Ezequiel Martínez Estrada

 

En: El hermano Quiroga (1966)

"VI - SINFONIA PASTORAL"

En 1928 vivía yo en Lomas de Zamora y Horacio Quiroga en Vicente López. Habíamos iniciado nuestra amistad poco antes, al encontrarnos en casa de Norah Lange. Los encuentros anteriores fueron ocasionales, con muchas otras personas, en comidas o cócteles bulliciosos; excepto a las tardes, en el café “Paulista” de la calle Corrientes, donde nos encontrábamos los días de semana él, Espinosa y yo. A veces nos llegábamos hasta el Bar Helvético para encontrarnos con Lugones y gente de La Nación, que yo no conocía. Por azar participábamos de otras tertulias, como la peña del Gambrinus, a la que asistían Pardo, Sirio, Amorim, Hobmann, dibujantes y escritores entre quienes me sentía forastero. Quiroga iba a sorber su cucharada de bicarbonato.

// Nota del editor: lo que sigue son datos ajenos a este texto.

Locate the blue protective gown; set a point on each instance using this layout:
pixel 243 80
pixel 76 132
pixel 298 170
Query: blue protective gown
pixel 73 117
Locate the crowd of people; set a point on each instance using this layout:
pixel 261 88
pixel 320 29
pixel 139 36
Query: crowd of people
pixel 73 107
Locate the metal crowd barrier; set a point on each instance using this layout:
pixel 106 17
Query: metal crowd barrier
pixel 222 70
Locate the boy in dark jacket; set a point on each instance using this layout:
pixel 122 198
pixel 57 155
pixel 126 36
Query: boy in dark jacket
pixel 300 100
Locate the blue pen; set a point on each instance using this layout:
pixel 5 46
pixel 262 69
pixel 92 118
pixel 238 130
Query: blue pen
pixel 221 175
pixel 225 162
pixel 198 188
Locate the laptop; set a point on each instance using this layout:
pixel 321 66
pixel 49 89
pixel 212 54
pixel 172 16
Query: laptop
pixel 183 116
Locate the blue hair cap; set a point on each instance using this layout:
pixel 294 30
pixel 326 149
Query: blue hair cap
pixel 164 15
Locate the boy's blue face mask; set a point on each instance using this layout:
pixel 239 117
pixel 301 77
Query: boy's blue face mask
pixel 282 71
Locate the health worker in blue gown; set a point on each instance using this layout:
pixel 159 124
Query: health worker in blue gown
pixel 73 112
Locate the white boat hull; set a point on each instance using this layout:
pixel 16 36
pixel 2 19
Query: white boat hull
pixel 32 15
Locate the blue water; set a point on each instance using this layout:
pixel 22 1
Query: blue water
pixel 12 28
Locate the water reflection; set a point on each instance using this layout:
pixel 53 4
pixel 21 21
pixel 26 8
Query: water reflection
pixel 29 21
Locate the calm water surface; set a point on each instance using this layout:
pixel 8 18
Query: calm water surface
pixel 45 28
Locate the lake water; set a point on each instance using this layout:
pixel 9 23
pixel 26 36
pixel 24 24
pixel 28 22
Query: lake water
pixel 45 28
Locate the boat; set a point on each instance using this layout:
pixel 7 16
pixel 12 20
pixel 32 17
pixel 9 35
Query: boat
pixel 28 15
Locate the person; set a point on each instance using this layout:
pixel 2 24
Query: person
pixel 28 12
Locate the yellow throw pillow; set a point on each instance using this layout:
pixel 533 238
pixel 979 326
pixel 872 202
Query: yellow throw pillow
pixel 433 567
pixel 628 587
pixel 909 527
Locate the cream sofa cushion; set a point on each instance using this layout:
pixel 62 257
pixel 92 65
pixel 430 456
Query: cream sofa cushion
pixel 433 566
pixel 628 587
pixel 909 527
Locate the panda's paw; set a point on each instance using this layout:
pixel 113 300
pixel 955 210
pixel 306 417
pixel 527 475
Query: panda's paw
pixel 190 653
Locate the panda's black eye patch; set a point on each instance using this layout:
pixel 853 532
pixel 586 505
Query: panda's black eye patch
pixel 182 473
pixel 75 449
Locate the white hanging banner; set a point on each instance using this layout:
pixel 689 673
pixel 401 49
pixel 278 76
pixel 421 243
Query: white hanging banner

Gran importancia para nuestra amistad tuvo la tarde indeleble en casa de Norah Lange, con Sanín Cano, Espinosa, Mom y alguien más. La saludable alegría de Norah y las hermanas se hizo comunicativa y disfrutamos de jovial juventud hasta la noche. Quiroga estaba retozón, comunicativo, desbordante, locuaz como nunca lo oí. El patio parecía un jardín de infantes. Allí lo conocí como era realmente.

En Lomas preparaba yo a la sazón los dos últimos libros de versos que publiqué. La amistad de Espinosa y de Quiroga me indujo a dejar la poesía y a emprender otros caminos de penitencia. Ese domingo me levanté muy temprano, pues La Nación publicaría mi “Humoresca quiroguiana” que desconcertó a Méndez Calzada. Este consultó a Quiroga para evitar posibles molestias. Sabía yo ese preámbulo y que la composición no le había hecho tanta gracia como a mí.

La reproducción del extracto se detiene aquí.